Perhaps most importantly, Das said the ruling “sets out a legal framework for others who may find themselves in this situation.”

A free speech lawsuit filed in 2018 on behalf of Mora-Villalpando’s group, La Resistencia (previously known as NWDC Resistance), also includes the Coalition of Anti-Racist Whites and Detention Watch Network as plaintiffs. ICE has sought to dismiss the Washington complaint by saying it is too similar to the Ragbir case. But Seattle-based attorney Ambika Kumar Doran argues the case clearly involves different plaintiffs and additional legal claims.

“While the Ragbir case focused in part on the right to speak affirmatively, we also examine the right to receive information and ideas,” said Kumar Doran, who is co-counsel on the Washington case and specializes in application of free speech principles.

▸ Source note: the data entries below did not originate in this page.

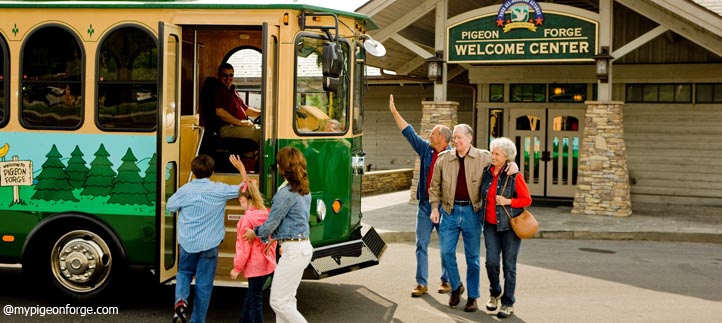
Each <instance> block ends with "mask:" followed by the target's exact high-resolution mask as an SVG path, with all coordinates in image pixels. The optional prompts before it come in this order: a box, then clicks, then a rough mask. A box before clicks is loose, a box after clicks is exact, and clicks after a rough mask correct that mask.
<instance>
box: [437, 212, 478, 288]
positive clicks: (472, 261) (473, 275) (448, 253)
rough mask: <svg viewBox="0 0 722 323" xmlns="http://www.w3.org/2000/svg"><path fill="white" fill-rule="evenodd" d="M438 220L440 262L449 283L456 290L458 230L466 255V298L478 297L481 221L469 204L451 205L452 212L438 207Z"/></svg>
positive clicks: (460, 282)
mask: <svg viewBox="0 0 722 323" xmlns="http://www.w3.org/2000/svg"><path fill="white" fill-rule="evenodd" d="M439 212H440V213H441V222H440V223H439V236H440V238H439V243H440V244H441V246H440V247H441V262H442V263H443V266H444V268H445V269H446V273H447V275H448V276H449V283H451V288H452V289H453V290H457V289H459V286H460V285H461V277H460V276H459V266H458V265H457V263H456V245H457V243H458V241H459V233H461V236H462V238H463V239H464V254H465V256H466V288H467V290H468V291H469V294H468V295H469V297H471V298H479V271H480V264H479V263H480V260H479V254H480V250H481V222H479V213H478V212H474V207H473V206H471V205H465V206H461V205H454V209H453V210H452V211H451V214H449V213H446V211H444V209H443V208H441V209H439Z"/></svg>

In addition to the First Amendment claim, the complaint argues ICE’s methods violate the Fifth Amendment’s Due Process Clause by restricting the plaintiffs’ liberty to associate with and receive information from undocumented immigrants, and that the Administrative Procedures Act invalidates an agency’s decision if it is “arbitrary and capricious.”

The outcomes sought in the two cases are similar, Kumar Doran acknowledged. “We would like a declaration that what the government is doing is a constitutional violation … and [to] stop it from going forward with similar actions,” she said.

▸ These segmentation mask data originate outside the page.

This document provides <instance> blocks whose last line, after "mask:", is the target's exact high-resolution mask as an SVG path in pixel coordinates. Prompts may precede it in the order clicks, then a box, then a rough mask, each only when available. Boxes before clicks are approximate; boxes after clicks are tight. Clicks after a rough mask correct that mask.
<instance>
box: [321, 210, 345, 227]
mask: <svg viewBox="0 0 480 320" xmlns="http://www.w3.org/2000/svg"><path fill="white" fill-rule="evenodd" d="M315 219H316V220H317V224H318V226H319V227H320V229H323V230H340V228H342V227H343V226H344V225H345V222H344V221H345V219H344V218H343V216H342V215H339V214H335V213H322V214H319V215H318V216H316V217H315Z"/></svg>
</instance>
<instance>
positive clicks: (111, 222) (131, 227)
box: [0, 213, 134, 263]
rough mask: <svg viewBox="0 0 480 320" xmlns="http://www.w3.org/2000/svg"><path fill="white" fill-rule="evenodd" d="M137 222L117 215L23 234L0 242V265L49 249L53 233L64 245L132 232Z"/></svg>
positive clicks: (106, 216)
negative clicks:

In Vermont, another key case filed in 2018 by immigrant and civil liberties advocates argues ICE unlawfully surveilled, harassed, arrested, and detained leading members of the farmworker organizing group Migrant Justice.

“Migrant Justice has loudly and publicly criticized” ICE, the complaint reads. “ICE has retaliated, and continues to retaliate, by disrupting Plaintiff’s advocacy and infringing on their First Amendment rights.”

The lawsuit includes the Vermont Department of Motor Vehicles as a defendant, arguing that employees “motivated by racial and xenophobic animus” provided ICE with “private driver information” and home addresses of “non-white, predominantly Latino, individuals” who were not enforcement priorities and whose main offense appears to be their activism.

Migrant Justice and four named members of the group allege ICE violated their right to privacy, intentionally inflicted emotional distress, forced the group to divert resources to their defense, and made people afraid to associate with them.

“I am sure that they sought me out because of the work I am doing to defend human rights, and not for anything else,” said plaintiff Zully Palacios in a 2017 interview on Democracy Now!, “because what they wanted to do was get into the community and intimidate us that way.”

As these three cases and others wind through the federal courts, the Second Circuit has recognized its potential to halt the alleged unconstitutional detention and deportation of immigrant activists while also upholding the First Amendment for everyone.

“To allow this retaliatory conduct to proceed would broadly chill protected speech, among not only activists subject to final orders of deportation,” the Second Circuit wrote in Ragbir’s case last month, “but also those citizens and other residents who would fear retaliation against others.”

The court’s decision acknowledged the broader effect ICE’s actions have on free speech, Das explained. “Immigrants’ family members, clergy, and people they work or go to school with will be afraid to speak out,” the attorney said, “if ICE can take the people closest to them and essentially silence their critics through deportation.”